Il faut d’abord penser qu’en France, avec la culture de la vigne par exemple ou avec la culture maraîchère, une famille peut souvent trouver sa subsistance sur un lot de terre qui serait manifestement insuffisant dans les vastes plaines du nord. Aussi, quand on estime le nombre des propriétaires indépendans à une sorte d’oligarchie bourgeoise de cinq cent mille familles, on joue manifestement avec les chiffres ou l’on ignore toutes les conditions de la vie rurale chez nous. Pour approcher de la vérité, qu’en pareille matière l’on ne saurait se flatter d’atteindre, il faudrait, croyons-nous, au moins quadrupler ou quintupler ce chiffre[1]. Deux millions de propriétaires ruraux indépendans vivant sur leur propre sol, un million de fermiers ou de métayers et deux millions de serviteurs à gages, pour la plupart, comme les fermiers ou métayers, propriétaires eux-mêmes ; telle semble encore en gros, ainsi que l’estimait naguère M. de Lavergne, la répartition de notre population rurale.

  1. D’après les documens officiels (Statistique de la France : Résultats généraux du dénombrement de 1862), il y avait 3,799,000 propriétaires fonciers dont 3,740,000 cultivateurs.

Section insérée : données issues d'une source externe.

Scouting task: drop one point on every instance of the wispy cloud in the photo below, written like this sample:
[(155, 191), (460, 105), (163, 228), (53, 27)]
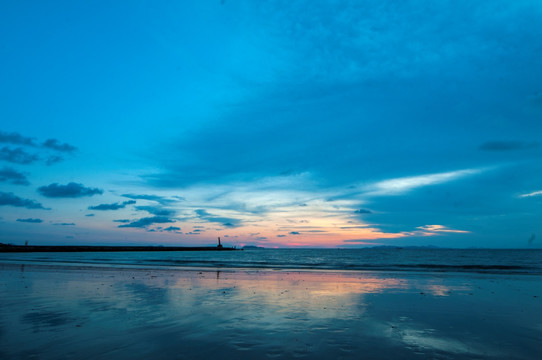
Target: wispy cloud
[(534, 193), (224, 221), (172, 228), (54, 144), (402, 185), (159, 199), (71, 190), (144, 222), (16, 138), (11, 175), (30, 220), (13, 200), (17, 156), (441, 229), (156, 210), (115, 206)]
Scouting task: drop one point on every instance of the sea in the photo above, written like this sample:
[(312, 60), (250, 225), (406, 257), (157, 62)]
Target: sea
[(491, 261)]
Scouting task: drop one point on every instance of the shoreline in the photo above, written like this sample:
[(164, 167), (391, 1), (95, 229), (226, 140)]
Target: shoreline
[(6, 248), (58, 312)]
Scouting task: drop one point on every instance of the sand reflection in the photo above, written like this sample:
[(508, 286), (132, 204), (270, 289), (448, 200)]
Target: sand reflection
[(112, 313)]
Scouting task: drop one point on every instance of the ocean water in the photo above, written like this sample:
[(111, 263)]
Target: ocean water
[(493, 261)]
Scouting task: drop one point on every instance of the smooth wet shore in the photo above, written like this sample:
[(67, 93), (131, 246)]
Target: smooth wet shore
[(104, 313)]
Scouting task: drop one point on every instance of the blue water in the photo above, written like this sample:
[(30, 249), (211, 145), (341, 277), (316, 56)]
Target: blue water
[(526, 261)]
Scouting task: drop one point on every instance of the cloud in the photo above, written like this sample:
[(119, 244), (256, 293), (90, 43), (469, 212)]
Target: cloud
[(172, 228), (156, 210), (114, 206), (159, 199), (30, 220), (144, 222), (53, 159), (225, 221), (363, 211), (16, 138), (534, 193), (13, 200), (54, 144), (8, 174), (508, 145), (71, 190), (439, 228), (17, 156), (402, 185)]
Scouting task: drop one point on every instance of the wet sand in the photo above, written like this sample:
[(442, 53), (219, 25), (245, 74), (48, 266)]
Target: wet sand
[(103, 313)]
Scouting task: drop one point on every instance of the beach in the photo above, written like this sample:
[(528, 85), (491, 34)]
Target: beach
[(82, 312)]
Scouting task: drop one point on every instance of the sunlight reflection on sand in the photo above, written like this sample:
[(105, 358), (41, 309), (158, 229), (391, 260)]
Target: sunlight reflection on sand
[(112, 313)]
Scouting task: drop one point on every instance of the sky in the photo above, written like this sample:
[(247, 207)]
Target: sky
[(271, 123)]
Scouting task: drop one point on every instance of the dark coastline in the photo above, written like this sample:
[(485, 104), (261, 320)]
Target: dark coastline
[(80, 248)]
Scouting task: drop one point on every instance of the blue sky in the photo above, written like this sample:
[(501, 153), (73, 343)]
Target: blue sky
[(279, 123)]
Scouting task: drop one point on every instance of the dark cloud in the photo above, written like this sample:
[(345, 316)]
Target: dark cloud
[(363, 211), (172, 228), (71, 190), (156, 210), (17, 156), (144, 222), (225, 221), (54, 144), (13, 200), (114, 206), (508, 145), (10, 175), (53, 159), (16, 138), (31, 220)]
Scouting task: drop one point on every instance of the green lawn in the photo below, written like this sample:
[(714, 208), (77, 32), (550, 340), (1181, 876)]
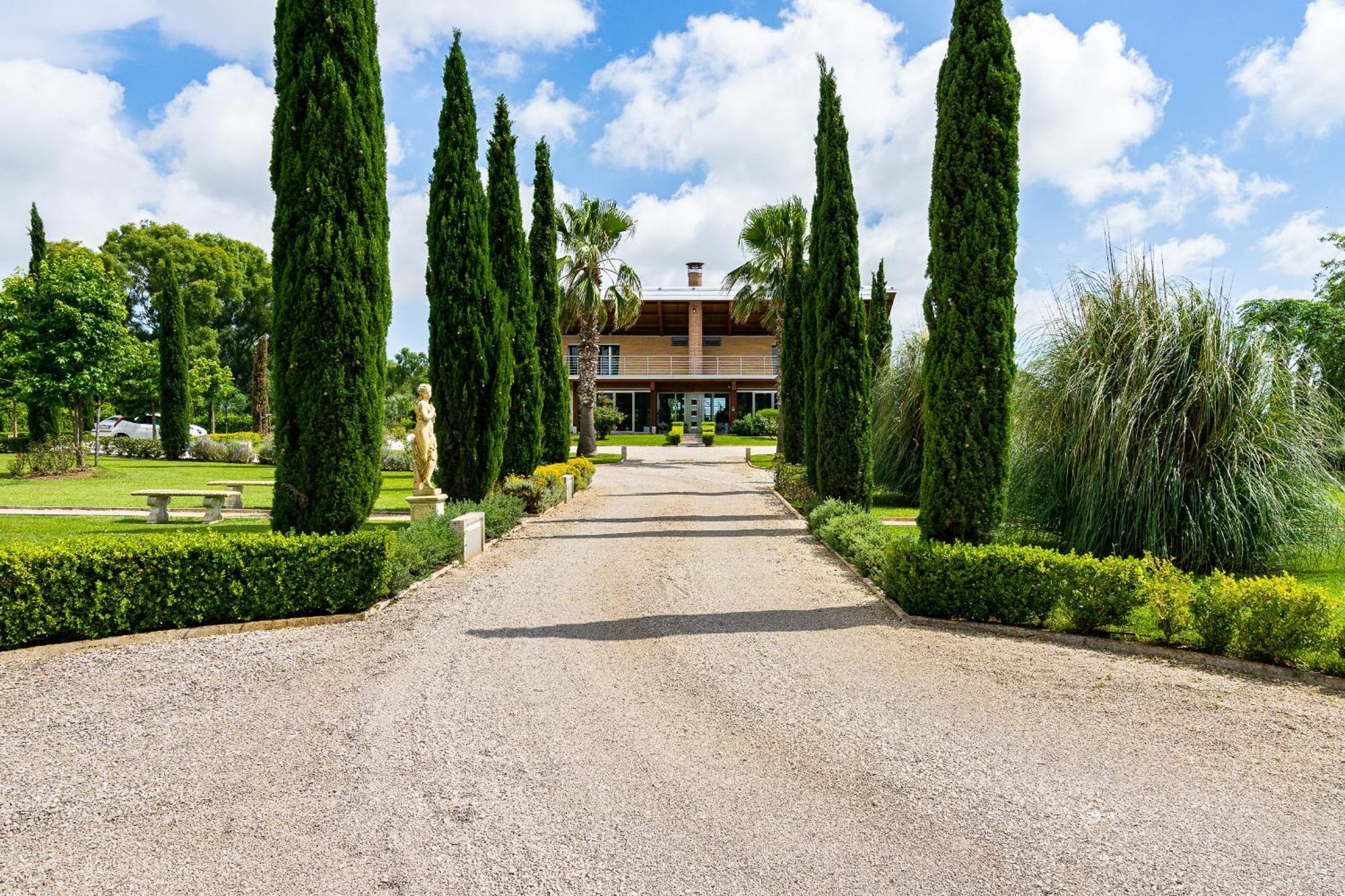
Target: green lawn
[(657, 439), (52, 528), (111, 485)]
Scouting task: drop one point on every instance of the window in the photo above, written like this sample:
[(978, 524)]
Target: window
[(609, 360)]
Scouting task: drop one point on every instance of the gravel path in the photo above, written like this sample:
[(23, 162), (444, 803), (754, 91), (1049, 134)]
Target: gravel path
[(664, 688)]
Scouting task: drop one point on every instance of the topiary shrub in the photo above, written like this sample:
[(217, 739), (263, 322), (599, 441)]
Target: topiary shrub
[(98, 587)]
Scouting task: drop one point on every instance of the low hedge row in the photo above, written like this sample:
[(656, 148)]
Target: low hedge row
[(547, 486), (115, 585), (1268, 618)]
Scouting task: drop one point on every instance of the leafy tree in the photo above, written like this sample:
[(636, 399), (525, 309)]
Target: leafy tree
[(793, 364), (510, 268), (260, 388), (843, 365), (880, 326), (44, 423), (597, 288), (69, 327), (333, 295), (547, 294), (174, 388), (470, 348), (969, 306), (212, 384)]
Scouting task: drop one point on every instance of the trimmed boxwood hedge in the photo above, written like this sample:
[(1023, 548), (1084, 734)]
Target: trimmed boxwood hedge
[(115, 585)]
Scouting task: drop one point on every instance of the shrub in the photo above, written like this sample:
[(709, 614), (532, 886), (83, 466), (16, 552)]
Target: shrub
[(1280, 618), (829, 509), (112, 585), (583, 470), (1215, 612), (1168, 595), (1019, 585), (44, 459), (606, 419), (397, 460), (859, 537), (1153, 423), (792, 481), (209, 450)]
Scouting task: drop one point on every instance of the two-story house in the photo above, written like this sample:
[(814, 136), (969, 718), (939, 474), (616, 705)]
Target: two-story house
[(685, 360)]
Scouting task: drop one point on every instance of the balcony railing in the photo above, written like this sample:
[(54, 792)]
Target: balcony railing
[(681, 366)]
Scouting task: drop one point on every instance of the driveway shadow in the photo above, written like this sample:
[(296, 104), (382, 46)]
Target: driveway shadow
[(727, 623)]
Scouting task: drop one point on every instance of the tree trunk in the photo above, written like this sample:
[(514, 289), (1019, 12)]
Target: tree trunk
[(588, 384)]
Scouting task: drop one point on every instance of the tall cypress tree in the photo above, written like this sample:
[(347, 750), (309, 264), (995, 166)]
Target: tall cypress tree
[(260, 388), (510, 268), (44, 424), (547, 294), (793, 364), (471, 358), (333, 296), (969, 306), (843, 366), (174, 401), (880, 327), (821, 159)]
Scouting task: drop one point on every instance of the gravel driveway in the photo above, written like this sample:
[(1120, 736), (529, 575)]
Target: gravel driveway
[(664, 688)]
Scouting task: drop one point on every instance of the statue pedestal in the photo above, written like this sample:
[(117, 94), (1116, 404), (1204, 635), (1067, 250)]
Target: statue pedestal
[(427, 503)]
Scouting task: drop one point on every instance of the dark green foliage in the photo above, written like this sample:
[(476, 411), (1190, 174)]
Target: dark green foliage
[(513, 278), (333, 296), (553, 373), (470, 348), (880, 326), (969, 306), (174, 399), (37, 241), (116, 585), (44, 423), (794, 361), (843, 366)]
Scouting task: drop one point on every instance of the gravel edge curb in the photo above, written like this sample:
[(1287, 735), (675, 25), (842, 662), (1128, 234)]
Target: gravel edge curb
[(1206, 662), (165, 635)]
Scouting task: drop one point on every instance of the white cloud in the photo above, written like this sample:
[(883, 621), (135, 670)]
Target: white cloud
[(1086, 100), (1190, 257), (64, 147), (215, 139), (1301, 84), (1296, 248), (83, 33), (548, 114)]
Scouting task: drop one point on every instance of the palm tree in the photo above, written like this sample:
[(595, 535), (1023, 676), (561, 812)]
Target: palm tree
[(597, 287), (758, 284)]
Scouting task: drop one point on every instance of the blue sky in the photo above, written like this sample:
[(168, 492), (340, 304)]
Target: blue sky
[(1210, 131)]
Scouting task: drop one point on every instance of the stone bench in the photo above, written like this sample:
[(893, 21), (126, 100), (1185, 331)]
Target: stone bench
[(158, 501), (239, 485)]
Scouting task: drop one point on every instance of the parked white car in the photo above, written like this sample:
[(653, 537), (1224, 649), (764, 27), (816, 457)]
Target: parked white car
[(143, 427)]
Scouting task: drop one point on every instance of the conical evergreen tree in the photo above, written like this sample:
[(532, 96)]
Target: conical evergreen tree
[(880, 327), (821, 159), (44, 424), (333, 296), (471, 358), (174, 365), (793, 364), (843, 366), (510, 267), (547, 294), (260, 386), (969, 307)]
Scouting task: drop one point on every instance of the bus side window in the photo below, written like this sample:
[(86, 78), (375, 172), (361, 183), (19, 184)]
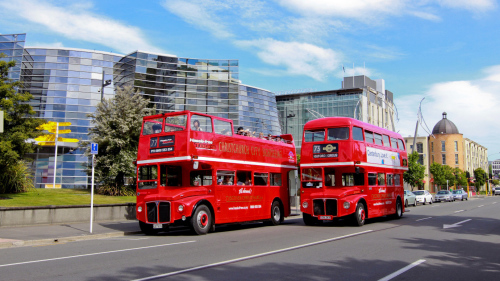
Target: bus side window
[(260, 178), (275, 179), (381, 179), (357, 133), (369, 136), (389, 179), (397, 179), (329, 177), (201, 177), (225, 178), (244, 178), (372, 179)]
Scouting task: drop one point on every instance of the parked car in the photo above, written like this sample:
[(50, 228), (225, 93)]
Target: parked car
[(444, 195), (423, 196), (460, 194), (410, 198), (497, 191)]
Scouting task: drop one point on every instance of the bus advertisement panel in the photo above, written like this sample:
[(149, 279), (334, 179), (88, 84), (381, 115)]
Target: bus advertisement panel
[(192, 169), (350, 169)]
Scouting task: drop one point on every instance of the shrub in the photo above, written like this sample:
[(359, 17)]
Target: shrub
[(16, 178)]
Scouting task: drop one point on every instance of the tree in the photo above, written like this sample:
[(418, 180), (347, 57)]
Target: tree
[(416, 172), (117, 127), (19, 125), (479, 178)]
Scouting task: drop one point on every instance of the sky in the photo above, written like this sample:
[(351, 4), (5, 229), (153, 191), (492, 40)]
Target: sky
[(442, 51)]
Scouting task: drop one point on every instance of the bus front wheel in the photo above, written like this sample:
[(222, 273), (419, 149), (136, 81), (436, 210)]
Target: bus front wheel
[(308, 219), (201, 221), (360, 214), (148, 229)]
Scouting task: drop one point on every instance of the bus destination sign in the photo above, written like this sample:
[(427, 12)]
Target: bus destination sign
[(325, 150)]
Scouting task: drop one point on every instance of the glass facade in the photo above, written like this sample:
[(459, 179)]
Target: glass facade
[(66, 84), (12, 45)]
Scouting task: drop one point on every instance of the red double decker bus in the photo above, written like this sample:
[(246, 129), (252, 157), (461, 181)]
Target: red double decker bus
[(351, 168), (192, 169)]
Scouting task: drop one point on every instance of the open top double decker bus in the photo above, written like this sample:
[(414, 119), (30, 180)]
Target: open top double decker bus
[(350, 168), (192, 169)]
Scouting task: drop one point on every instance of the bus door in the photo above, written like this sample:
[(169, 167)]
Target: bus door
[(293, 192)]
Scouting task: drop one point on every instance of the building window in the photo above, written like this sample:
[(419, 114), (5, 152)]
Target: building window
[(421, 159), (420, 147)]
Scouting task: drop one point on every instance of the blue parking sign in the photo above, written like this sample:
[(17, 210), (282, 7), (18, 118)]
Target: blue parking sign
[(94, 148)]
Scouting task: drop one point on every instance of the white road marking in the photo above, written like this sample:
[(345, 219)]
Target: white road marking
[(95, 254), (249, 257), (402, 270)]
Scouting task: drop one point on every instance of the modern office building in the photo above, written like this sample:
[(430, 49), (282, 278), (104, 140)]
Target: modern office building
[(360, 97), (66, 85), (447, 146)]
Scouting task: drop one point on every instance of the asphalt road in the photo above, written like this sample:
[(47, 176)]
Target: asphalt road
[(456, 241)]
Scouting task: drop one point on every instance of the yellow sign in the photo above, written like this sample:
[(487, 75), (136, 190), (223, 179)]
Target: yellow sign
[(48, 140)]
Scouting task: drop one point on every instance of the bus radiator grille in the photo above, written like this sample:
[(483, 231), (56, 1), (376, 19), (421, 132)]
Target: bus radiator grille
[(331, 207), (164, 212), (152, 212), (318, 207)]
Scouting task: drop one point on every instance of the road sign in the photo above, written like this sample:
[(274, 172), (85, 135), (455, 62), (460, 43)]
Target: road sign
[(94, 148)]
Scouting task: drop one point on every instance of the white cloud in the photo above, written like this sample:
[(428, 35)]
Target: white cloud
[(471, 5), (76, 22), (471, 105), (297, 58), (200, 14)]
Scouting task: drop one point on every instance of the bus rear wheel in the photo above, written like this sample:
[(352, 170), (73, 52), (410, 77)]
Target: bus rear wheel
[(201, 221), (147, 228), (360, 214), (309, 220), (276, 217)]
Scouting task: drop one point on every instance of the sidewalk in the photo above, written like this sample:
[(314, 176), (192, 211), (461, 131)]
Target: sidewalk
[(52, 234)]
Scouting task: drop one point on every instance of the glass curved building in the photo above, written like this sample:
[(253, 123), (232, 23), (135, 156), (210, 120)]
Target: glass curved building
[(66, 86)]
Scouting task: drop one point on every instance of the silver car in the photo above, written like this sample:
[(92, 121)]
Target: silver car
[(410, 198), (423, 196), (444, 195), (460, 194)]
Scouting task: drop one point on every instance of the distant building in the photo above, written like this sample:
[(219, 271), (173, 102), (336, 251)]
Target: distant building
[(66, 86), (447, 146), (360, 97)]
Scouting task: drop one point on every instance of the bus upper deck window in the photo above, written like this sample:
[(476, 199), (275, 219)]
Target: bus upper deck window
[(357, 133), (152, 126), (338, 133), (311, 136), (201, 123), (175, 123)]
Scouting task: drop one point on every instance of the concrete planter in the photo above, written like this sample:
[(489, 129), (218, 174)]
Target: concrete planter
[(22, 216)]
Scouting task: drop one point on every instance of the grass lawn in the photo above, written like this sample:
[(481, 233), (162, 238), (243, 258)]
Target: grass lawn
[(44, 197)]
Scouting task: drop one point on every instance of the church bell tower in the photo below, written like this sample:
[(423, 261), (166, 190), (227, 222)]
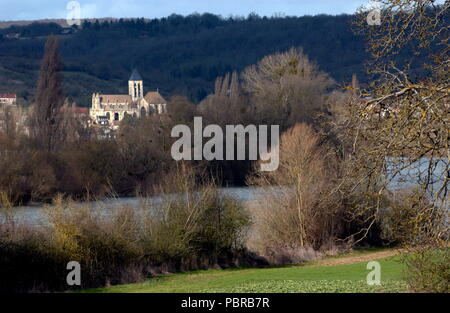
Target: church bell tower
[(135, 86)]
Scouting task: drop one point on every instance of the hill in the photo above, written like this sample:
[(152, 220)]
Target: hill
[(178, 55)]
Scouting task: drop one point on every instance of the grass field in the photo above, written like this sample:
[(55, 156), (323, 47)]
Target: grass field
[(318, 276)]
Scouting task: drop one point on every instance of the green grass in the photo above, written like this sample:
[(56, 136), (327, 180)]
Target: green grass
[(306, 278)]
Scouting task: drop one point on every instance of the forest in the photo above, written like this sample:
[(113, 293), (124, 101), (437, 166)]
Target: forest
[(180, 55)]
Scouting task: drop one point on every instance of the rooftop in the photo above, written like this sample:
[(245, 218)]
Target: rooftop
[(135, 75)]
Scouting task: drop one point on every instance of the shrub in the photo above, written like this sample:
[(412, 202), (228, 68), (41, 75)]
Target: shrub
[(300, 210), (197, 228)]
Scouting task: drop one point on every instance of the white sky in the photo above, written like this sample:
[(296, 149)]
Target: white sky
[(41, 9)]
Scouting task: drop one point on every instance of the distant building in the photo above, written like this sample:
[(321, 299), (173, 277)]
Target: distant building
[(13, 36), (109, 110), (10, 99)]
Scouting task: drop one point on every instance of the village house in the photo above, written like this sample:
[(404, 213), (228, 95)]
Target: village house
[(109, 110), (8, 99)]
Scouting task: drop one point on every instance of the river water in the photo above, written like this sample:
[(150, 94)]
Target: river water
[(406, 178)]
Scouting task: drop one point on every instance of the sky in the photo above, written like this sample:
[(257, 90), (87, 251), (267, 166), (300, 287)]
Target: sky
[(46, 9)]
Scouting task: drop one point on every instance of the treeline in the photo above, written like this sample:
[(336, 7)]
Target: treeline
[(56, 153), (178, 55)]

Sur ce nombro, 1,751,000, soit près de la moitié, ne cultivaient que leurs propres terres, 850,000 affermaient en outre des terres d’autrui et 1,134,000 seulement, soit beaucoup moins du tiers, travaillaient aussi comme ouvriers à gages. D’après les documens les plus récens (Statistique de la France : Résultats généraux du dénombrement de 1876. Paris, 1878), la population agricole totale s’élevait à 18,968,000 individus se répartissant ainsi :
    1° Propriétaires cultivant eux-mêmes leurs terres, 10,620,000 soit 56 p. cent.
    2° Fermiers, colons et métayers, 5,708,000 soit 30 —
    3° Professions agricoles diverses (vignerons, bûcherons, maraîchers, etc.) 2,639,000 soit 13 —


    Pour la population agricole active, le même recensement de 1876 inscrit 3,905,000 patrons ou chefs d’emplois, 136,000 employés, 967,000 ouvriers et 1,626,000 journaliers des deux sexes, ce qui d’après la statistique officielle donne près de 59 pour cent de patrons contre 2 et demi pour cent d’employés et seulement, 39 pour cent de salariés, ouvriers ou journaliers. Il est vrai que cette proportion ne nous parait pas exacte parce qu’on l’a établie en dehors des domestiques des deux sexes (1,325,000) compris dans la population agricole inactive.